Billy Royce and Voodoo Kitchin’
Billy Royce and his two-man crew must have their mojo working like a smokescreen; it’s almost impossible to find out anything about where Voodoo Kitchin’ does its home cooking. But cook they did Saturday night, running through a satisfyingly gritty, if rote, set of swamp rockers in the Stevie Ray Vaughan tradition. Unfortunately, because the trio’s bad moon didn’t rise until early Sunday morning, only about 20 people got to hear them in action.
Royce didn’t seem to notice. Maybe that’s because his hat, also in the Stevie Ray style, was pulled down tight over his face, allowing only his blues grimace to show. (He also wore Stevie boots, Stevie black jeans, and a Stevie Texas-gypsy shirt). Royce also didn’t seem concerned that his songs and playing, though technically proficient and occasionally compelling, were more or less copped from the Vaughan estate sale. Essentially, Royce’s set was a spirited reselling of the best licks and tricks from the late guitarist’s canon.

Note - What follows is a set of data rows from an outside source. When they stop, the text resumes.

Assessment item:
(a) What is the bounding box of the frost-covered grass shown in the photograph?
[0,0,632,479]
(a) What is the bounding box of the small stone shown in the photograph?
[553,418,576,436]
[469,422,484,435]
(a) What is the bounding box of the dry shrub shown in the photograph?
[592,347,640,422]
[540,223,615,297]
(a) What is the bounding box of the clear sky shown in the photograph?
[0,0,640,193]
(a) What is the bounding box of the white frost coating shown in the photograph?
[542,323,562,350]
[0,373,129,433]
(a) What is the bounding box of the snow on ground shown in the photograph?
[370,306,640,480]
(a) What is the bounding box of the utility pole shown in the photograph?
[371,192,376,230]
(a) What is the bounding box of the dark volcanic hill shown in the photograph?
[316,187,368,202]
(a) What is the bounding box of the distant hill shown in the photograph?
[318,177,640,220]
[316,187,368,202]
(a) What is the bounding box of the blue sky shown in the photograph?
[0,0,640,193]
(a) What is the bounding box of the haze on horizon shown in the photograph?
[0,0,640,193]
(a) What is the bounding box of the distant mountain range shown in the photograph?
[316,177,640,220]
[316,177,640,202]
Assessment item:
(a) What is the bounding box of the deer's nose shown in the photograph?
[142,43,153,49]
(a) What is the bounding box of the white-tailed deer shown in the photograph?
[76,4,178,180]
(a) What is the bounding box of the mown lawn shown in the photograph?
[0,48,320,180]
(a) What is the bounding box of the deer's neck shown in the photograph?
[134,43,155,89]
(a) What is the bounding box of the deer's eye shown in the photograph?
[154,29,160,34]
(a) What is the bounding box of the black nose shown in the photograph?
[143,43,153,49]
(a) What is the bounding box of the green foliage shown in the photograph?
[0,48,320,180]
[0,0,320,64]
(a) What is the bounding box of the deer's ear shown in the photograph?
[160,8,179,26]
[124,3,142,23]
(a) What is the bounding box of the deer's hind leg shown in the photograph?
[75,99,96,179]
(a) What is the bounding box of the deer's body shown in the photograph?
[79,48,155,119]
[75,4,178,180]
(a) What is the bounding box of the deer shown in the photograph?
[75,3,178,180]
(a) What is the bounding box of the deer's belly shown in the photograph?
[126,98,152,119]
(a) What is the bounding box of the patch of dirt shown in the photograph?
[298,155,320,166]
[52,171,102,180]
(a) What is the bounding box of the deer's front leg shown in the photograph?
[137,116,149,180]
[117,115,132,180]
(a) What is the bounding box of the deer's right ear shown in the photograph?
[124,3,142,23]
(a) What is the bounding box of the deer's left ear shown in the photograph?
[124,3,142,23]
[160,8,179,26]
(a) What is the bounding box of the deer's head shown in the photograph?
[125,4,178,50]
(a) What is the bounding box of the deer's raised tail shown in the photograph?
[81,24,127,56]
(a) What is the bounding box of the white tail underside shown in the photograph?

Not that his bass player and drummer are up to Double Trouble standards. Operating at a solid single-trouble pace, they got the job done, but allowed the seams to show. Hombres like Royce and Co. are problematic, in that the slickness of the star’s soloing clashes with the matte coat of the rhythm section. Saturday, this still worked in favor of the group, giving the set the unpolished feel of what it was: a late-night jam for the die-hards who’d waited an unnecessarily long time.